To avoid radical changes, DTLS inherits most of the features of TLS. That includes its wonky (and obsolete) MAC-then-Encrypt approach to protecting data records. Encryption involves three steps:
  1. Append a MAC to the plaintext to prevent tampering.
  2. Pad the resulting message to a multiple of the cipher block size (16 bytes for AES). This is done by appending bytes of padding, where each byte must contain the value X.
  3. Encrypt the whole mess using CBC mode.
Cryptographers have long known that this kind of encryption can admit padding oracle attacks. This happens when a decryptor does something obvious (throw an error, for example) when it encounters invalid padding, i.e., padding that doesn't meet the specification above.
CBC Mode encryption, courtesy Wikipedia.
This wouldn't matter very much, except that CBC mode is malleable. This means an attacker can flip bits in an intercepted ciphertext, which will cause the same bits to be flipped when the ciphertext is ultimately decrypted. Padding oracle attacks work by carefully tweaking a ciphertext in specific ways before sending it to an honest decryptor. If the the decryptor returns a padding error, then the adversary knows something about the underlying plaintext. Given enough time the attacker can use these errors to completely decrypt the message.

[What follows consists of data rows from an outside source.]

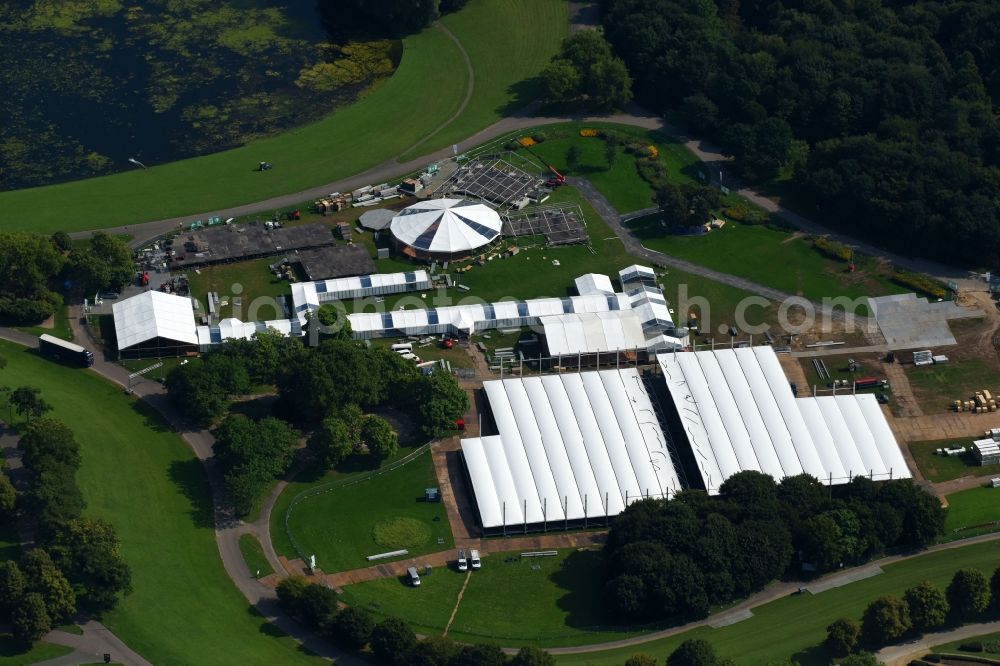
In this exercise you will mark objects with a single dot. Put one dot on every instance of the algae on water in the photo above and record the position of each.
(90, 83)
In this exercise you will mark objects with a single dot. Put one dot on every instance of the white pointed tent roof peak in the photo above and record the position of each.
(446, 226)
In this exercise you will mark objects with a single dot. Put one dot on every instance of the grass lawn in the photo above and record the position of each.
(60, 326)
(936, 386)
(250, 281)
(143, 478)
(944, 468)
(620, 182)
(970, 508)
(770, 257)
(512, 601)
(991, 646)
(253, 555)
(795, 626)
(523, 36)
(12, 653)
(424, 92)
(385, 513)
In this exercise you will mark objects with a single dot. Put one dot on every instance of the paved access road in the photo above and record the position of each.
(713, 158)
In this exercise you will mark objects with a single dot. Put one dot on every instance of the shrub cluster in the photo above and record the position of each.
(920, 283)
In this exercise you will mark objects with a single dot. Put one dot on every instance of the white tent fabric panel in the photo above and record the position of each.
(724, 401)
(805, 449)
(569, 429)
(523, 445)
(884, 439)
(554, 450)
(589, 303)
(544, 307)
(691, 422)
(154, 314)
(482, 480)
(594, 283)
(517, 460)
(572, 446)
(503, 481)
(718, 437)
(636, 397)
(864, 442)
(842, 438)
(631, 434)
(823, 440)
(446, 225)
(600, 461)
(765, 445)
(778, 412)
(609, 432)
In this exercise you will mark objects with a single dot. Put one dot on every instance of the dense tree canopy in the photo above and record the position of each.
(251, 455)
(677, 558)
(587, 72)
(28, 263)
(885, 111)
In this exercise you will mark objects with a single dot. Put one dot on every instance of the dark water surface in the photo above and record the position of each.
(87, 84)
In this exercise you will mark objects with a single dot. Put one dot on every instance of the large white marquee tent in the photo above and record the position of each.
(156, 318)
(738, 413)
(446, 227)
(570, 447)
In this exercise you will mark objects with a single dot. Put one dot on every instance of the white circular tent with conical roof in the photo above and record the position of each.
(445, 228)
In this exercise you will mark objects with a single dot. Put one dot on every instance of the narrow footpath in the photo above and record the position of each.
(227, 529)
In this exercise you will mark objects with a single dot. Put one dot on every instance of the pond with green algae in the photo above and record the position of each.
(89, 85)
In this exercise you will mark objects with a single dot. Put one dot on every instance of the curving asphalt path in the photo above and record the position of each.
(899, 655)
(227, 528)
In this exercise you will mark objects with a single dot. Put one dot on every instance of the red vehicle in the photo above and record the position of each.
(868, 382)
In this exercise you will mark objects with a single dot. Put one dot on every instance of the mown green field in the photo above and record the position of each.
(145, 480)
(969, 509)
(936, 386)
(795, 626)
(12, 653)
(619, 180)
(511, 601)
(522, 36)
(425, 91)
(771, 257)
(388, 512)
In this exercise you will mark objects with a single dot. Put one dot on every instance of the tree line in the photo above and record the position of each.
(391, 641)
(37, 272)
(328, 391)
(75, 562)
(969, 597)
(882, 112)
(387, 17)
(675, 559)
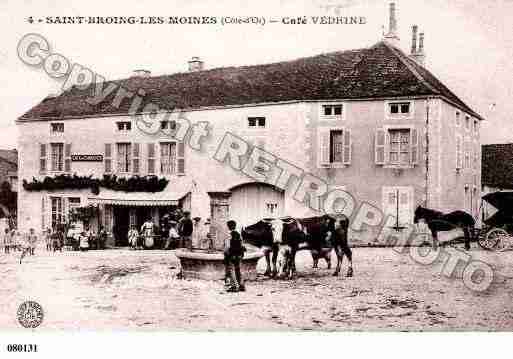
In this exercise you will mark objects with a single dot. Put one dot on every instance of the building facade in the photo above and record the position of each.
(373, 122)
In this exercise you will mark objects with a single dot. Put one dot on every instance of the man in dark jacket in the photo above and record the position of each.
(233, 258)
(186, 228)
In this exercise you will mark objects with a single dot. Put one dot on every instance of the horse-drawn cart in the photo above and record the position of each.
(497, 230)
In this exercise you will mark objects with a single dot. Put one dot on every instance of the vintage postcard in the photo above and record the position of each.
(323, 165)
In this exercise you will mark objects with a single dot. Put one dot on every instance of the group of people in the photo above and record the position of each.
(85, 239)
(14, 241)
(176, 230)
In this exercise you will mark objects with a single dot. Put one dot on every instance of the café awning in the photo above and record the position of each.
(170, 196)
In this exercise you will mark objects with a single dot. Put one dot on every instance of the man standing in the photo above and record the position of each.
(147, 231)
(102, 236)
(32, 241)
(234, 256)
(186, 229)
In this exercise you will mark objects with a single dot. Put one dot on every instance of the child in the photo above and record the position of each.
(48, 239)
(133, 237)
(173, 236)
(32, 241)
(84, 242)
(6, 240)
(233, 257)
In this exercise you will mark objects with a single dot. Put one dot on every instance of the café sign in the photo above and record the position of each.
(87, 158)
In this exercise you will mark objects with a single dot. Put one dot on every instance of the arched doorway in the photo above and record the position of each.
(251, 202)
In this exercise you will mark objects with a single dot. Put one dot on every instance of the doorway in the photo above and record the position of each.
(121, 225)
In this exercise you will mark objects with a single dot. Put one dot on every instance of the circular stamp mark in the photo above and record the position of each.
(30, 314)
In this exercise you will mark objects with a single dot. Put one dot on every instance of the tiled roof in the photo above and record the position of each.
(380, 71)
(10, 156)
(497, 166)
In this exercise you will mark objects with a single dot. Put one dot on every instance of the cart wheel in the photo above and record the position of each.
(492, 238)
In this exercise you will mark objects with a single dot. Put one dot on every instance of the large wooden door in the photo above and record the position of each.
(252, 202)
(398, 202)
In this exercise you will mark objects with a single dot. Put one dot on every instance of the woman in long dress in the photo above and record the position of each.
(147, 230)
(133, 237)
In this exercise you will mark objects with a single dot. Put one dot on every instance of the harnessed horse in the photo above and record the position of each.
(438, 222)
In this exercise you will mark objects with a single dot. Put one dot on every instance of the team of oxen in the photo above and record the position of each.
(281, 238)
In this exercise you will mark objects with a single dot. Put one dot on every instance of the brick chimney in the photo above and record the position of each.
(391, 36)
(417, 53)
(195, 64)
(141, 73)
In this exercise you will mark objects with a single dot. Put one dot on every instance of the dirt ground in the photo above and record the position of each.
(122, 289)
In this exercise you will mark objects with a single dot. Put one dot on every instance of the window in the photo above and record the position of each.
(467, 199)
(459, 153)
(467, 154)
(476, 158)
(57, 127)
(74, 202)
(396, 147)
(124, 158)
(168, 158)
(135, 160)
(271, 209)
(57, 211)
(398, 204)
(108, 158)
(151, 158)
(43, 213)
(256, 122)
(124, 125)
(399, 149)
(57, 152)
(42, 158)
(334, 110)
(396, 109)
(168, 125)
(334, 147)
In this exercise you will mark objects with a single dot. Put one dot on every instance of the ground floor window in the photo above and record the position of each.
(57, 211)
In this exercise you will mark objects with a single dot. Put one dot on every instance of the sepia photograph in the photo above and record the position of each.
(255, 167)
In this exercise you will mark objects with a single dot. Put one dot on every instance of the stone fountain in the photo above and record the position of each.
(206, 259)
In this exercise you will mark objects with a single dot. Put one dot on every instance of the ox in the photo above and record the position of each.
(284, 237)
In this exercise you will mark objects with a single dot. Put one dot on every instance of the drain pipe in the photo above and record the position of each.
(427, 152)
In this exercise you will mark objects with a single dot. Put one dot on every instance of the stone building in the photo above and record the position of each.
(373, 122)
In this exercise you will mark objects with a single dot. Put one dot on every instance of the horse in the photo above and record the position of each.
(438, 222)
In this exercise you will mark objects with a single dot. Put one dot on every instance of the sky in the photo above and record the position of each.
(469, 44)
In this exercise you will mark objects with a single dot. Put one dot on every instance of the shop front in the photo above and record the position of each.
(122, 210)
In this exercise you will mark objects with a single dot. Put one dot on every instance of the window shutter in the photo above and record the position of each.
(181, 158)
(459, 158)
(347, 147)
(414, 140)
(67, 157)
(151, 158)
(380, 147)
(108, 158)
(323, 154)
(42, 159)
(135, 160)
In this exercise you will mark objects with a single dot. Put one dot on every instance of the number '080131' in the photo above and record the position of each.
(22, 348)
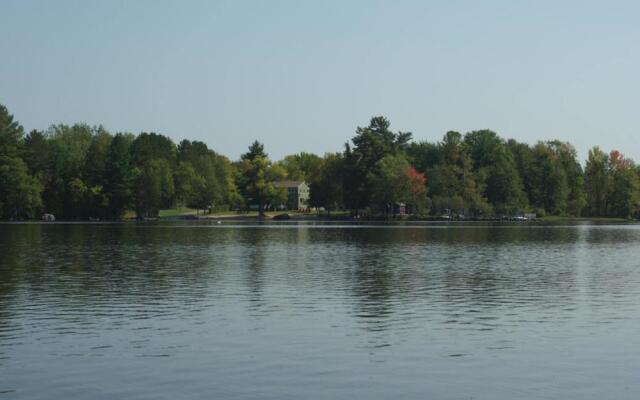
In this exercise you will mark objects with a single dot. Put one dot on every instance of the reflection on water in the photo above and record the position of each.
(319, 311)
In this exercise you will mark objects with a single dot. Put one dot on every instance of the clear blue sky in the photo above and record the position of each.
(301, 75)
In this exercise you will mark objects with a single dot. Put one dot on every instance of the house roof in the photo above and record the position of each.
(288, 184)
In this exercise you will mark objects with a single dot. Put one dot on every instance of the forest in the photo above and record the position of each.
(81, 172)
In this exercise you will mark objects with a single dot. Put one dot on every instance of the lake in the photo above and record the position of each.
(319, 311)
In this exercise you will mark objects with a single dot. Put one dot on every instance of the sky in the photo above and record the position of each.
(302, 75)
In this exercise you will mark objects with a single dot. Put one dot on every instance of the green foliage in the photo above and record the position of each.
(327, 189)
(19, 191)
(79, 171)
(257, 176)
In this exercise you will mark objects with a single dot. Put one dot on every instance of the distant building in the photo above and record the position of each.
(297, 194)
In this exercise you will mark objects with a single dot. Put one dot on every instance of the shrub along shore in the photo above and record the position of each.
(82, 172)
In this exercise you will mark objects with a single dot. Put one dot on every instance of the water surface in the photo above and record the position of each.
(441, 311)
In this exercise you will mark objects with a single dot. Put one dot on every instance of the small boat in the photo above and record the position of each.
(48, 217)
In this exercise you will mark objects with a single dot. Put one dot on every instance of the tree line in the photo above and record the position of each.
(84, 172)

I could spend a lot of time describing padding oracle attacks, but it's mostly beside the point.** Standard TLS implementations know about this attack and deal with it in a pretty effective way. Whenever the decryptor encounters bad padding, it just pretends that it hasn't. Instead, it goes ahead with the rest of the decryption procedure (i.e., checking the MAC) even if it knows that the message is already borked. 

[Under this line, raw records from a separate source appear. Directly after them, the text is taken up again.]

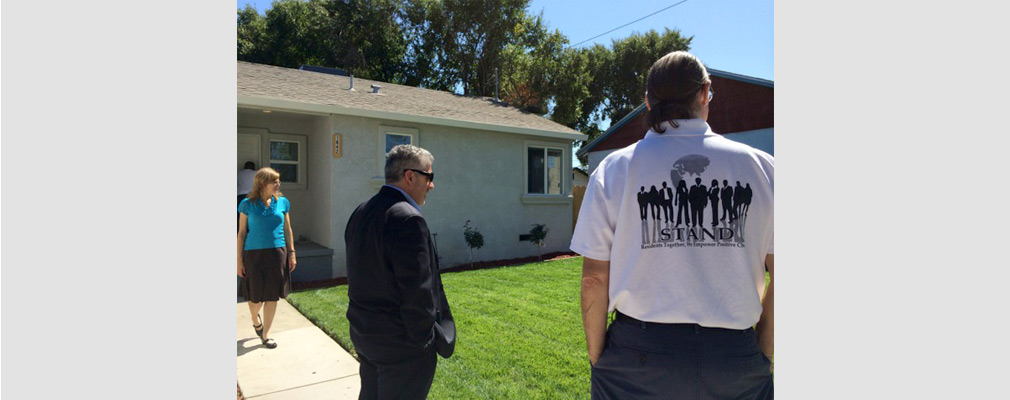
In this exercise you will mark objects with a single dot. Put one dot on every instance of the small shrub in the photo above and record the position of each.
(474, 239)
(538, 235)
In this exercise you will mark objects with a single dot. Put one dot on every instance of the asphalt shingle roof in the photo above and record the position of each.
(257, 80)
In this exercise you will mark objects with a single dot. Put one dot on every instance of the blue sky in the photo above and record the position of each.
(732, 35)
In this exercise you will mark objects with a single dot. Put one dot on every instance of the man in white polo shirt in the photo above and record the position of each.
(687, 302)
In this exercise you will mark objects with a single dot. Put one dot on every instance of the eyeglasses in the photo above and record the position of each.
(431, 176)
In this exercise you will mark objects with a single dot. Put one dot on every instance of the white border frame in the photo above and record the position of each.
(540, 198)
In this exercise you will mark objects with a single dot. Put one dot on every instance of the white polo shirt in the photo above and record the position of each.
(662, 272)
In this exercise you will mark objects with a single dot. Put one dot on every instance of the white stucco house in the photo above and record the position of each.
(499, 168)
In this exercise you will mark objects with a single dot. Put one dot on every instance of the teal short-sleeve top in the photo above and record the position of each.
(266, 224)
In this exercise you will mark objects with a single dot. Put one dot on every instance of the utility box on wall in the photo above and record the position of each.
(315, 262)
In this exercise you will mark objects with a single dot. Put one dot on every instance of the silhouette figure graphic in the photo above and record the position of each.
(727, 201)
(667, 200)
(642, 202)
(682, 202)
(653, 201)
(713, 196)
(747, 194)
(699, 199)
(737, 199)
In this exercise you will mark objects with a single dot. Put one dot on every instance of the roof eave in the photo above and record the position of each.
(741, 78)
(610, 130)
(325, 109)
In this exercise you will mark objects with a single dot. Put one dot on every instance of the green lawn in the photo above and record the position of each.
(519, 331)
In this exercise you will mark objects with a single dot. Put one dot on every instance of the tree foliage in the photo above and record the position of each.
(473, 46)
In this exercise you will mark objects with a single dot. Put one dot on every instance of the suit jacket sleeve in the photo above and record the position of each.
(406, 246)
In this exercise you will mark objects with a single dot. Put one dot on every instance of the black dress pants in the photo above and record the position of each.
(396, 376)
(680, 362)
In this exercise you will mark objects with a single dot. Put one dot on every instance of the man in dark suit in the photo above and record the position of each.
(398, 312)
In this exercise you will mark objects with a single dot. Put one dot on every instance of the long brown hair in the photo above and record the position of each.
(265, 176)
(672, 87)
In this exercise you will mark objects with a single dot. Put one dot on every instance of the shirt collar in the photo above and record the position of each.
(409, 199)
(687, 127)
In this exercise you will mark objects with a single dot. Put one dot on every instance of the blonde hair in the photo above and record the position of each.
(671, 87)
(265, 176)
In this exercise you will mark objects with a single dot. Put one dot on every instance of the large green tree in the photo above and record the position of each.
(364, 36)
(482, 47)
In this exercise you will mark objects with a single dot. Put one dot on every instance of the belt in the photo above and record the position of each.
(678, 326)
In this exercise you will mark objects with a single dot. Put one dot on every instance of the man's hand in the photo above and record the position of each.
(595, 302)
(766, 325)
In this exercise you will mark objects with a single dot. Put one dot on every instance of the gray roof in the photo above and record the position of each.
(269, 82)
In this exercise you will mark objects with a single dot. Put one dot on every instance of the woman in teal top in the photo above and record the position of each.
(266, 251)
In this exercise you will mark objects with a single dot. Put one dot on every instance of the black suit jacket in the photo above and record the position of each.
(397, 300)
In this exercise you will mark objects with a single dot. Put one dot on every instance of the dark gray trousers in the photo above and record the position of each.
(651, 361)
(391, 376)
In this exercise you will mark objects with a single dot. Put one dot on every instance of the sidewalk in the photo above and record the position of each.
(306, 364)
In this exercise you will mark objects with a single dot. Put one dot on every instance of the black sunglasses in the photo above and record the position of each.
(431, 176)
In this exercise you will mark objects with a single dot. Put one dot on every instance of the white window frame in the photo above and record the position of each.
(381, 148)
(543, 198)
(302, 163)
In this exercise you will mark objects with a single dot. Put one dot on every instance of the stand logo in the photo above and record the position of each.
(728, 206)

This is extra work, but it's extra work with a purpose. If a decryptor doesn't perform the extra steps, then messages with bad padding will get rejected considerably faster than other messages. A clever attacker can detect this condition by carefully timing the responses. Performing the unnecessary steps (mostly) neutralizes that threat.
Ok, so you say these attacks are already mitigated. Why are we still talking about this?
Before I go on, I offer one caveat: what I know about this attack comes from speculation, code diffs and some funny shapes I saw in the clouds this afternoon. I think what I'm saying is legit, but I won't swear to it until I read Alfardan and Paterson's paper.

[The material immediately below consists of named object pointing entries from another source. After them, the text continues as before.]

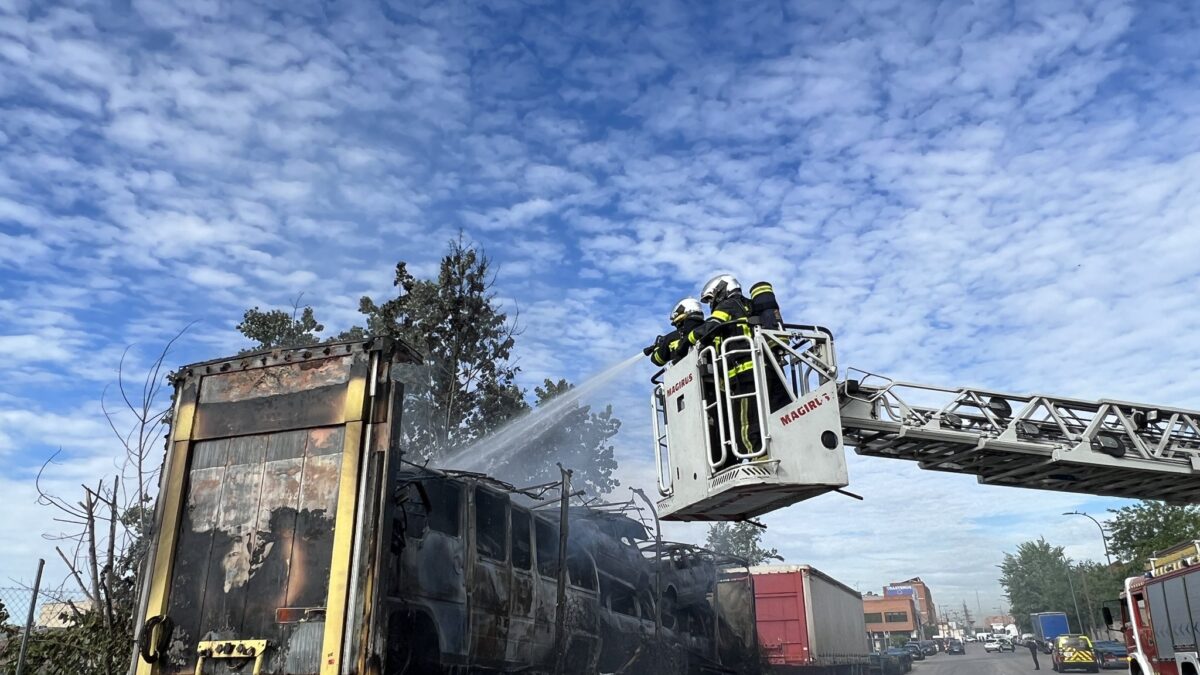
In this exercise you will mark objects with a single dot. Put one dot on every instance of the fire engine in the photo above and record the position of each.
(1161, 619)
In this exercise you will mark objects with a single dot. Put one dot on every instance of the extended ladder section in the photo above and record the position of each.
(1113, 448)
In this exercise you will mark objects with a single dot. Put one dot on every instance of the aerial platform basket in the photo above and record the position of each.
(703, 472)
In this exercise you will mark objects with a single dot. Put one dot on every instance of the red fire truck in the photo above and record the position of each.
(1161, 621)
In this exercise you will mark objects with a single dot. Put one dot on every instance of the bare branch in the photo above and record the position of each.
(75, 573)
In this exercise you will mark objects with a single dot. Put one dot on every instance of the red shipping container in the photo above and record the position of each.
(808, 619)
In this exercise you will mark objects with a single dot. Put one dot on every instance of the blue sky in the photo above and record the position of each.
(994, 193)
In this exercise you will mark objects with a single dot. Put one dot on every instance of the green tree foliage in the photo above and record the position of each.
(467, 341)
(279, 328)
(468, 387)
(1035, 579)
(741, 539)
(1138, 531)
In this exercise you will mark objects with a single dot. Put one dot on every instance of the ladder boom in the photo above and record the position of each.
(1107, 447)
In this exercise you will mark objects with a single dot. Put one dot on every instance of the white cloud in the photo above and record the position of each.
(965, 195)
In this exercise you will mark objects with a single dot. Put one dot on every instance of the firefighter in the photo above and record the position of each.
(765, 311)
(731, 318)
(687, 316)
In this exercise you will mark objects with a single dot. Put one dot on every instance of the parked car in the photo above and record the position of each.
(903, 656)
(1111, 653)
(885, 664)
(1074, 652)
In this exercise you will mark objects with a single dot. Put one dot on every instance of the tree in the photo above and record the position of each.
(467, 341)
(468, 387)
(1138, 531)
(277, 328)
(1035, 579)
(741, 539)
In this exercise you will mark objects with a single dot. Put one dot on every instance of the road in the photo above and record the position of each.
(978, 662)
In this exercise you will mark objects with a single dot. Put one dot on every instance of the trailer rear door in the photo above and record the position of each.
(257, 517)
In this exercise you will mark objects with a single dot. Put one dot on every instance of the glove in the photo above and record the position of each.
(658, 342)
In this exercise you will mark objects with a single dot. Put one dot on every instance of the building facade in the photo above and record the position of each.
(919, 592)
(889, 616)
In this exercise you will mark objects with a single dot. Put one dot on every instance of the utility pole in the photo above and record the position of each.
(1104, 537)
(1073, 599)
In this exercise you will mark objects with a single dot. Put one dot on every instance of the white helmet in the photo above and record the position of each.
(718, 288)
(684, 308)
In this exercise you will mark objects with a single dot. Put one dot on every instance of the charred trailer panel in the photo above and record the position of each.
(270, 513)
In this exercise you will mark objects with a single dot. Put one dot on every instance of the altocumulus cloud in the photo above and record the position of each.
(996, 193)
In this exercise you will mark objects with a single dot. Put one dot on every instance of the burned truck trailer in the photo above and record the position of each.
(293, 537)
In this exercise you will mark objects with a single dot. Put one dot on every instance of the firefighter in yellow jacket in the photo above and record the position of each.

But taking my best guess, there are two problems here. One is related to the DTLS spec, and the second is just an implementation problem. Either one alone probably wouldn't be an issue; the two together spell big trouble.

The first issue is in the way that the DTLS spec deals with invalid records. Since standard TLS works over a reliable connection, the application should never receive invalid or out-of-order data except when packets are being deliberately tampered with. So when standard TLS encounters a bad record MAC (or padding) it takes things very seriously -- in fact, it's required to drop the connection

This necessitates a new handshake, a new key, and generally makes it hard for attackers to run an honest padding oracle attack, since these attacks typically require hundreds or thousands of decryption attempts on a single key.***

DTLS, on the other hand, runs over an unreliable datagram transport, which may not correct for accidental packet errors. Dropping the connection for every corrupted packet just isn't an option. Thus, the standard is relaxed. An invalid MAC (or padding) will cause a single record to be thrown away, but the connection itself goes on. 

This still wouldn't matter much if it wasn't for the second problem, which is specific to the implementation of DTLS in libraries like OpenSSL and GnuTLS. 

You see, padding oracle vulnerabilities in standard TLS are understood and mitigated. In OpenSSL, for example, the main decryption code has been carefully vetted. It does not return specific padding errors, and to avoid timing attacks it performs the same (unnecessary) operations whether or not the padding checks out.

In a perfect world DTLS decryption would do all the same things. But DTLS encryption is subtly different from standard TLS encryption, which means it's implemented in separate code. Code that isn't used frequently, and doesn't receive the same level of scrutiny as the main TLS code. Thus -- two nearly identical implementations, subject to the same attacks, with one secure and one not. (Update 1/11: There's a decent explanation for this, see my update below.) 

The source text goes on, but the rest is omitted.